Posted in reply to Era Scarecrow

On Thu, Jan 10, 2013 at 11:18:07PM +0100, Era Scarecrow wrote:
> On Thursday, 10 January 2013 at 22:02:17 UTC, Dmitry Olshansky wrote:
> >+ user defined implicit conversion so that AALiteral(K,V)
> >--*implicitly*!--> AA!(K,V)
> >
> >
> >The other use case for user-defined implicit conversion were already outlined before so I hope it will make its way in one day.
> 
>  I thought I heard talk of possibly moving AA's to a library
> implementation rather than a built in feature (Still 'built in'
> technically).

That's my plan, and Andrei's hope. But it's not going to be easy. The current AA implementation is split between object_.d and aaA.d in druntime, with bits scattered throughout the compiler. Cleaning all of that up is going to be a big job.

T

-- 
No! I'm not in denial!

January 11, 2013

Re: Official DMD compiler written in D

Posted by Rob T
in reply to Era Scarecrow

Rob T

Posted in reply to Era Scarecrow

On Thursday, 10 January 2013 at 22:18:08 UTC, Era Scarecrow wrote:
> On Thursday, 10 January 2013 at 22:02:17 UTC, Dmitry Olshansky wrote:
>> + user defined implicit conversion so that AALiteral(K,V) --*implicitly*!--> AA!(K,V)
>>
>>
>> The other use case for user-defined implicit conversion were already outlined before so I hope it will make its way in one day.
>
>  I thought I heard talk of possibly moving AA's to a library implementation rather than a built in feature (Still 'built in' technically).

I was wondering the same thing: Why do AA's have to be built directly into the language rather than implemented within the standard library?

AA's may be nice to have, but are they really all that fundamental? For example, everyone uses strings, but I suspect not everyone will use AA's.

It could however be that some fundamental constructs in the D language make use of the built in AA's (tuples?), so if that is the case I can understand why they would be built in, but I do not know if this is the case or not.

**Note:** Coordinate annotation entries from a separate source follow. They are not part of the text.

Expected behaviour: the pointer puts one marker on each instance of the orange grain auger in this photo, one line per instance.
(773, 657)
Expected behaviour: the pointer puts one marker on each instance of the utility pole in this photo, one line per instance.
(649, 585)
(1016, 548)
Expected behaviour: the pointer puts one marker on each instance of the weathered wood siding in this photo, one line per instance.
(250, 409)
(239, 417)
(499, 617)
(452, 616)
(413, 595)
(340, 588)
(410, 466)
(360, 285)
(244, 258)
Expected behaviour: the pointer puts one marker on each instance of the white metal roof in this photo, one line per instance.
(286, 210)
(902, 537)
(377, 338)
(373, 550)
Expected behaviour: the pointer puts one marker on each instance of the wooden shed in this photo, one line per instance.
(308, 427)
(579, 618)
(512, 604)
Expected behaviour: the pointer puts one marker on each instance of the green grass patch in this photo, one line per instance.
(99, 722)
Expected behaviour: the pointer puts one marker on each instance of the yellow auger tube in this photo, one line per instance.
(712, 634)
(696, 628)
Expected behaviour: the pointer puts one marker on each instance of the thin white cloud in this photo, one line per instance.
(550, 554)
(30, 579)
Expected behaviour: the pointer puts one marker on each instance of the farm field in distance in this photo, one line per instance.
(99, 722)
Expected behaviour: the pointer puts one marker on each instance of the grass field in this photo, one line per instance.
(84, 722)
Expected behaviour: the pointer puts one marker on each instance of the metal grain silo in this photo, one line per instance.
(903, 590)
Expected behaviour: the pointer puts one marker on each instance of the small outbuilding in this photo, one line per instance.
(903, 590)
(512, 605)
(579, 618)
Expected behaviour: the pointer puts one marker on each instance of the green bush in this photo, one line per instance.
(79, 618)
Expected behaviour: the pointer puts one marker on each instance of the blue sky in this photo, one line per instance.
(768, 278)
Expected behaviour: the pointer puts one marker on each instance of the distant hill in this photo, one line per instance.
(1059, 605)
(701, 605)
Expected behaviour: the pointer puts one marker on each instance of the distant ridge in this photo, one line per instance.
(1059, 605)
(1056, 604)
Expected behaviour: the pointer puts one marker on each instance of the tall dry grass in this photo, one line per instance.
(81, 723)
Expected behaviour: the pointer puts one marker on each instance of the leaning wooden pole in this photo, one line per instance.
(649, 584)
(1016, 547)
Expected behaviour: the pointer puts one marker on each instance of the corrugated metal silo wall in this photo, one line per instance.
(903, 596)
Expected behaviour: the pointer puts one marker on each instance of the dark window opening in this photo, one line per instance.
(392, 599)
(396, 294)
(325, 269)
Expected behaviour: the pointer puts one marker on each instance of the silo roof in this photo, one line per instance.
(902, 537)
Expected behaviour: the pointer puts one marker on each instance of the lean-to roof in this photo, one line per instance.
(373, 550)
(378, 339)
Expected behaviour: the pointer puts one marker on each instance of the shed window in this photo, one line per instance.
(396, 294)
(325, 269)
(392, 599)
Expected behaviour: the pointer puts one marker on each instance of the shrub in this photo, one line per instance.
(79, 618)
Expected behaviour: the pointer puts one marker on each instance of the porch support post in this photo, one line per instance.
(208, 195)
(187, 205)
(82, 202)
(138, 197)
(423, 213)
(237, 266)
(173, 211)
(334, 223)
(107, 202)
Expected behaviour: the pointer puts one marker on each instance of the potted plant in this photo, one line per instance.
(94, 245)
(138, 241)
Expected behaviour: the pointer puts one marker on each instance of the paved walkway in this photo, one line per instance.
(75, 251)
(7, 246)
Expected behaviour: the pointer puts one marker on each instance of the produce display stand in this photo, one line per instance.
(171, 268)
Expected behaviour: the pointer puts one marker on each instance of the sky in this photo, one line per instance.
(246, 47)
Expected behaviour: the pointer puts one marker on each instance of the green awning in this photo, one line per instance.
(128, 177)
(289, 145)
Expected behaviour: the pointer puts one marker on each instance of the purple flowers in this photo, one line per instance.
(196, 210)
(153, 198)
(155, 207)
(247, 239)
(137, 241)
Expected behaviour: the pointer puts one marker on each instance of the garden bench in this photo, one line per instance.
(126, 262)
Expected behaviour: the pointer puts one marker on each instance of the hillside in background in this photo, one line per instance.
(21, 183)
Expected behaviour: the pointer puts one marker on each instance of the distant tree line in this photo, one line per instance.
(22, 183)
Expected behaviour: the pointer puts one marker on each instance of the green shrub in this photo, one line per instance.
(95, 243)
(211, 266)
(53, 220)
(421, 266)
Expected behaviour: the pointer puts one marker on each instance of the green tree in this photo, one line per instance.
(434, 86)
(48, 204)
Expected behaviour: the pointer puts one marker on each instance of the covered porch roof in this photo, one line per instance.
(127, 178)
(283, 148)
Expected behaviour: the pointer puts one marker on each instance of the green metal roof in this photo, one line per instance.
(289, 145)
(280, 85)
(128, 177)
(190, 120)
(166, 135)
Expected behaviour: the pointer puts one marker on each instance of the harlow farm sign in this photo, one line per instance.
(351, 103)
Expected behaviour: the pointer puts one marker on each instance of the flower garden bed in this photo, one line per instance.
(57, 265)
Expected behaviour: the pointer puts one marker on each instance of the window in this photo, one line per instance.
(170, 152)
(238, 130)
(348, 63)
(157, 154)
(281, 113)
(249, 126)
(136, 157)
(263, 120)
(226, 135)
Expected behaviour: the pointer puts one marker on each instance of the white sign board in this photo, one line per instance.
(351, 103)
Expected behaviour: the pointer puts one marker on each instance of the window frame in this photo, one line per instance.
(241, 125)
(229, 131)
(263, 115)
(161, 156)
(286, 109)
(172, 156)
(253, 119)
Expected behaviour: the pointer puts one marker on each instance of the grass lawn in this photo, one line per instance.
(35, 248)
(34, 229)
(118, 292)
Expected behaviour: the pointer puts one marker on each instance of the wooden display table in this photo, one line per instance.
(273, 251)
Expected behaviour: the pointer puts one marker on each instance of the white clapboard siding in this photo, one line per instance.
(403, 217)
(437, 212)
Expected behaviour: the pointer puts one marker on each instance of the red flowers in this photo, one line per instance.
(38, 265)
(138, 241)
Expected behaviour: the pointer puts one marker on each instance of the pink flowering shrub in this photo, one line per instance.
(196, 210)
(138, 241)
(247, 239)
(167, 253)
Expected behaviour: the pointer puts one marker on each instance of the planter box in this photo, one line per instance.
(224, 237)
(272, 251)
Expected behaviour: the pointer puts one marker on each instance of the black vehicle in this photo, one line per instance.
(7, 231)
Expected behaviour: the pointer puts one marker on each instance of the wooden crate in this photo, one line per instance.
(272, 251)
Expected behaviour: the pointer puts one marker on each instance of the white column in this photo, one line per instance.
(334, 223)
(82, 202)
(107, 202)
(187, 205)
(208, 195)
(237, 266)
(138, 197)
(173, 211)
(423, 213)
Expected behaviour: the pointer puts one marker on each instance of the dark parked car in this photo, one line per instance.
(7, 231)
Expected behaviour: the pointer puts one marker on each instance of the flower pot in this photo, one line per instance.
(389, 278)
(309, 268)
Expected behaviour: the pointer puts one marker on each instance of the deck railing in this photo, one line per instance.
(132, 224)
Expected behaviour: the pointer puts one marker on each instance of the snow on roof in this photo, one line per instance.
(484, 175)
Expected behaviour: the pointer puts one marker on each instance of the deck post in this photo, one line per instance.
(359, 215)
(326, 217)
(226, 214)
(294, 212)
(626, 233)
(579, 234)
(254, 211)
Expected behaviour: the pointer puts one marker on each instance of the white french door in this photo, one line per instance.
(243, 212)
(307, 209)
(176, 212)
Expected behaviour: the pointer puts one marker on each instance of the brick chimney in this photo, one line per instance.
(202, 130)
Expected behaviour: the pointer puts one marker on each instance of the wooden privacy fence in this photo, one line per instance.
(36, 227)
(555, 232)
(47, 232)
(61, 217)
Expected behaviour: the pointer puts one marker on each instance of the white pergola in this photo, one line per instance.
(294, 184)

On a side note, I'm wondering if this may be a way that can help decide what should or should not be made a built in component of the language, i.e, If the language itself can make good use of the feature internally, then it's a good candidate for being built in, but if not, then it's a good candidate for being left out and instead implemented in the std lib or elsewhere.

--rt

January 11, 2013

Re: Official DMD compiler written in D

Posted by Andrei Alexandrescu
in reply to Rob T

Andrei Alexandrescu

Posted in reply to Rob T

On 1/10/13 4:21 PM, Rob T wrote:
> I was wondering the same thing: Why do AA's have to be built directly
> into the language rather than implemented within the standard library?
>
> AA's may be nice to have, but are they really all that fundamental? For
> example, everyone uses strings, but I suspect not everyone will use AA's.
>
> It could however be that some fundamental constructs in the D language
> make use of the built in AA's (tuples?), so if that is the case I can
> understand why they would be built in, but I do not know if this is the
> case or not.

The only distinguishing feature is literal syntax. Everything else is a mistake in language design or an insufficiency in the state of the art.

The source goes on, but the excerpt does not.